Most men will dress casually unless they have a reason to do otherwise. And since casual has devolved into sloppy, most men dress sloppily unless they have a reason to do otherwise.
Transitioning from the jeans and t-shirt uniform to something more appealing is difficult and one of the main reasons why is you can feel overdressed and awkward by outdressing everyone else.
A good way to make the transition easier is by adopting the high-low mentality.
Essentially you mix elements of a dressier wardrobe with those of a more casual one. The go-to staple for this is jeans with a button-up shirt and blazer. It’s the perfect outfit for going out on the weekend, visiting family on Sunday or going to class. Casual enough that you never look out of place but dressy enough you don’t look like a slob.
But there are other iterations of this ideal as well. One that I’ve been toying with lately is wearing dress slacks and shoes with a t-shirt and a leather jacket. By going dressy on bottom and casual on top, you still accomplish the high-low effect but are able to do so in a way that separates you from other men.
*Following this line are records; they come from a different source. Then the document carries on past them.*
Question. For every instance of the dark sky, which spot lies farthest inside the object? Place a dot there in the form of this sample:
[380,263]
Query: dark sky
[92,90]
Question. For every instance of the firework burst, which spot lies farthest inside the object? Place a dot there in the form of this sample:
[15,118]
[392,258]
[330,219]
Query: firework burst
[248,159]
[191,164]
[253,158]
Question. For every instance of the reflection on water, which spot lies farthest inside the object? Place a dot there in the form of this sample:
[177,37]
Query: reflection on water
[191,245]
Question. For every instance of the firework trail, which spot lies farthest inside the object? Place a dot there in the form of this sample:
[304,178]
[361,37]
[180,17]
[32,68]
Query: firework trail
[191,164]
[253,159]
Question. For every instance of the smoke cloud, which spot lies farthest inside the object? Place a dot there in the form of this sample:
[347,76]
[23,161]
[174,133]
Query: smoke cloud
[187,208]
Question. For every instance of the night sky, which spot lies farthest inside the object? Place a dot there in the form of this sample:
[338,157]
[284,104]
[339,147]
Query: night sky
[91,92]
In a sea of dark jeans and navy blazers, a pair of tweed or flannel pants and some leather is going to stand out – in a good way.
Be careful in how you interpret casual though. Wearing a blazer and tie with holey, boot-cut jeans will still make you look goofy. Choosing more casual fabrics in dressier or more classic cuts is the key to pulling off the high-low. Here’s a good example from Primer.
Same goes for the dressy element. A real sartorialist can pull off a tuxedo jacket with his jeans, but most of us are better off with a blue blazer instead.
By upping your casual and decreasing your dressy, your total overall appearance will look more uniform.